There's a bigger barracks down the valley with a hundred or more in it. Plus any local guys they can muster."

"Is that right?"

"Yep. And listen, Geordie, the colonel's done us another favour. She got on to Kelsen, the firm of Finnish architects who built the villa, and faxed us the plans."

"Oh, great!" I said.

"There's a basement floor," Bill went on.

"That's got gym, games room, sauna, showers and so on. Then, below that, there's another floor, a kind of sub-basement, marked "Storage". That tallies well with the pictures you sent."

"Tochno," I went, thinking of Sasha with his eyes on the building and unconsciously slipping into Russian.

"Exactly.

That's where they brought our guys out of, that lower door. I reckon that's where they're being kept. When the assault goes in, we're going to need to hit that door first. Wait a minute, though. There must be some internal access from the store area to the upper floor. Isn't anything marked on the plan a staircase or a lift?"

"There's a lift-shaft, yes."

"Maybe the lift's knackered. Or maybe it hasn't been installed yet. Plan round taking out that lower door, anyway.

Shortly before 12:30 Sasha buzzed me up again. Toad and Pavarotti had been taken back underground, looking even worse than before. Pay was walking with a limp, and there was blood showing through the bandages on Toad's hands.

Bastards! I said to myself Just wait till we get in among them.

Bill Chandler had already told me, "No hostages." Now, after what Sasha had seen, I was going to feel no compunction about taking out everyone in the villa.

* * *

The sun never came out that day. The haze of cloud thickened steadily, and early in the afternoon snow began to fall.
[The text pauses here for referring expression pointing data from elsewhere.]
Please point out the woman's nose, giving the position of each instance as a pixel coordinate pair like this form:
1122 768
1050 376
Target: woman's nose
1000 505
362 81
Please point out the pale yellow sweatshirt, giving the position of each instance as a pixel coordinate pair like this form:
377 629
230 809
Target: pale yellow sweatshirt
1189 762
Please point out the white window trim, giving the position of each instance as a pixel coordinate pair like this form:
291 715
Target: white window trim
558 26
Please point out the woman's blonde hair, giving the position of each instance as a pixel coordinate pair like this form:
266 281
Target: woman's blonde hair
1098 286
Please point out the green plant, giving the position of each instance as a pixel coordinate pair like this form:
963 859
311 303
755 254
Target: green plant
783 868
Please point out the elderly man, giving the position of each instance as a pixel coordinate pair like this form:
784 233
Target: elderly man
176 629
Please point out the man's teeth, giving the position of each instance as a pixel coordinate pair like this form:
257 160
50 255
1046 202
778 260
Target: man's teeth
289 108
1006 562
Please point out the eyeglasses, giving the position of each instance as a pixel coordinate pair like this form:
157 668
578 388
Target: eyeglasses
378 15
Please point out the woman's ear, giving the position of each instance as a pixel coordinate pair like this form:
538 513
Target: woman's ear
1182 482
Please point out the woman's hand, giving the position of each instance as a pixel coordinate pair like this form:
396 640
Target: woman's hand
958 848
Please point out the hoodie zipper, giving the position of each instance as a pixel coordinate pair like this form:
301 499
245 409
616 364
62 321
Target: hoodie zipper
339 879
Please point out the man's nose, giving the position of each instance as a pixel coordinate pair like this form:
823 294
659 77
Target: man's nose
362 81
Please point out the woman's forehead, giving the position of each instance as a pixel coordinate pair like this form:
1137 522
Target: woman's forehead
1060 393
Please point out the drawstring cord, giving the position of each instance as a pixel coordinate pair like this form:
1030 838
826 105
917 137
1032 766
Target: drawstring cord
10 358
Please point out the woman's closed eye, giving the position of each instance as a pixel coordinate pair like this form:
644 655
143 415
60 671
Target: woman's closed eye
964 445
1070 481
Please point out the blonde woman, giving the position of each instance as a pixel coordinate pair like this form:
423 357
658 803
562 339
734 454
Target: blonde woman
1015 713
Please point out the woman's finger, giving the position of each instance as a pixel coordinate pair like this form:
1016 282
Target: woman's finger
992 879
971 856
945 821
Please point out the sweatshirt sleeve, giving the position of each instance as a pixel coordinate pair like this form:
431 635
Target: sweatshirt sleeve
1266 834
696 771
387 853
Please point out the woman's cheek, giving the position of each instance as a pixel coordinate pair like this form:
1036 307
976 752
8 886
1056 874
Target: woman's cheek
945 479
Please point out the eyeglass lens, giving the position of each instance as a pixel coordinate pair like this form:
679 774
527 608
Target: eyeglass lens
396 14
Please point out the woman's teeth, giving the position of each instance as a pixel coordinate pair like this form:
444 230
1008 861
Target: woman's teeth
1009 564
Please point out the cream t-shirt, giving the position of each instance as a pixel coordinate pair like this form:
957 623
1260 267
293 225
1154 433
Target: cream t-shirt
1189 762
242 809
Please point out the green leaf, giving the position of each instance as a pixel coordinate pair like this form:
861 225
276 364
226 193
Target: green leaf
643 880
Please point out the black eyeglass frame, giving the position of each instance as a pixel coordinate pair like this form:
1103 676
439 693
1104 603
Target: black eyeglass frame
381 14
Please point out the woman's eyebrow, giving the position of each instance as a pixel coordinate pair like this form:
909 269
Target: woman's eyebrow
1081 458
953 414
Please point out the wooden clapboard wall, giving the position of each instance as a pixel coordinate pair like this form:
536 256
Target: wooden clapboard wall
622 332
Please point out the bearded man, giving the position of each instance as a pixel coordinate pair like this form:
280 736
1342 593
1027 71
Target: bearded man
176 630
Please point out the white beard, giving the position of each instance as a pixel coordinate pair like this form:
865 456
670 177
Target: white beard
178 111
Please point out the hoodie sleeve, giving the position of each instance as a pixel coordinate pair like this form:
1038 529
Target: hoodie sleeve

My problem was exhaustion. I fought it as hard as I could, but I know that I nodded off several times and when I suddenly came to, just before 3:00 p.m." I couldn't remember where I was.

Then, as I moved, snow slid off the flap of my sleeping bag and on to my face. I rolled over on to my front and looked out. Snow was falling hard a real blizzard, fine flakes slanting in towards me from my right front. The weather was coming from the south-west, from the high mountains.
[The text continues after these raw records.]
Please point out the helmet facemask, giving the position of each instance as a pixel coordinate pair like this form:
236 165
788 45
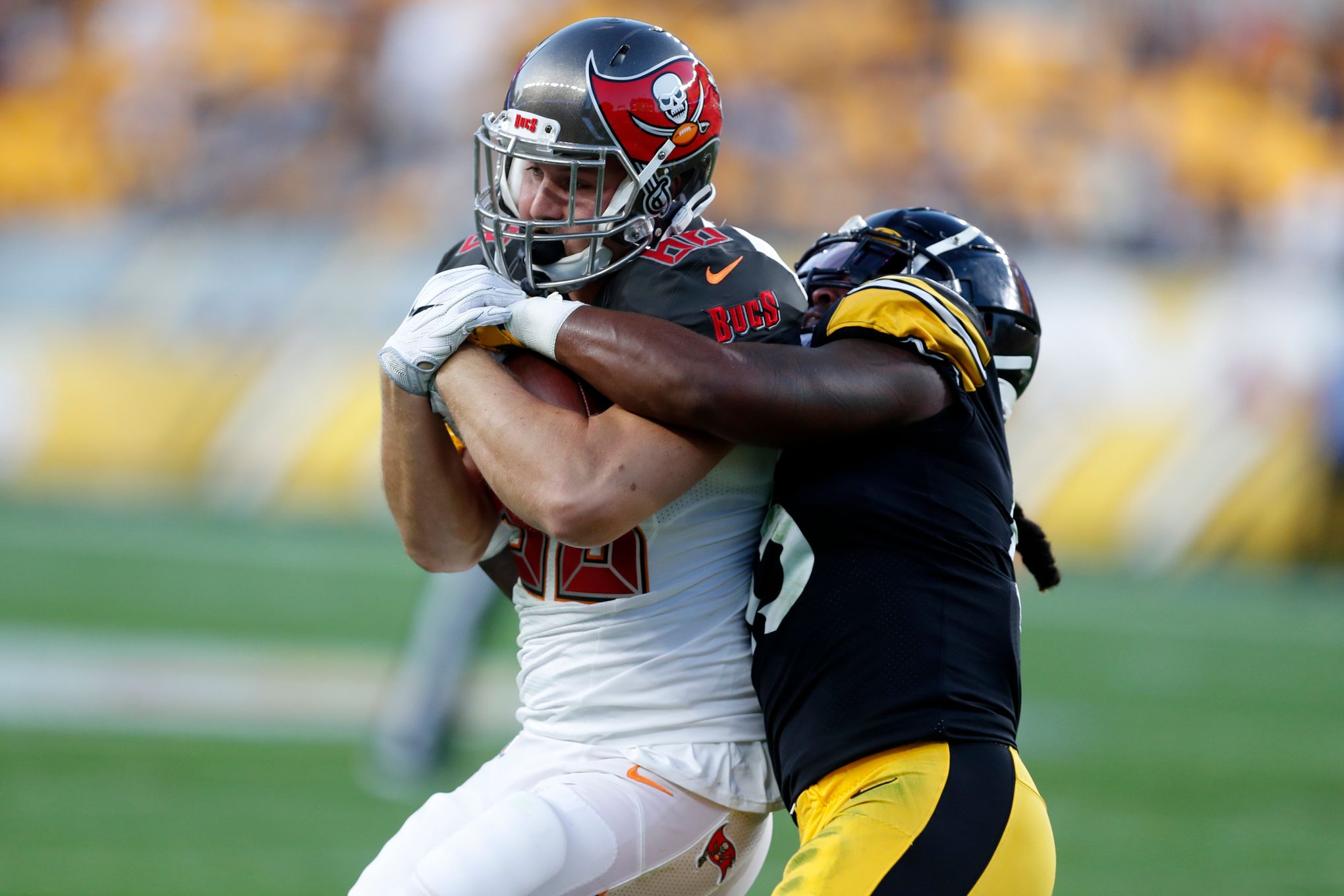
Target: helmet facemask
505 146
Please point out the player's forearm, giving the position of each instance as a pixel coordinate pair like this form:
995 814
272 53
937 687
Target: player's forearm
773 395
445 519
663 371
651 367
584 480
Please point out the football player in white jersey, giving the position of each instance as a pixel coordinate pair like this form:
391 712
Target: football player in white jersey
640 768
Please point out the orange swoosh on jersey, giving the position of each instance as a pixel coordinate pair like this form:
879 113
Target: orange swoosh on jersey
633 774
714 279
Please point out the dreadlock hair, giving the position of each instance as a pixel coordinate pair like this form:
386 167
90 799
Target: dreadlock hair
1035 551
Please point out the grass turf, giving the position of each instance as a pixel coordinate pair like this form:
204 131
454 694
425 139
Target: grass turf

When I scanned the summerhouse through my binoculars, I saw that a white blanket of snow lay unmarked all round it.

Nothing doing there.

I knew that the helicopter hadn't taken off: for one thing, I'd have heard it go; for another, it would never fly in this weather.

So Shark must still be in residence. Little did he realise that his time was rapidly running out.

Or was it? A new fear began to needle me. If this weather kept up, with its heavy cloud cover, the HALO jump might have to be postponed. Snow on the ground wouldn't matter — in fact it would make the DZ show up all the better, white in the middle of the black wood but snow clouds in the air were another matter. I'd better report the conditions to the FMB.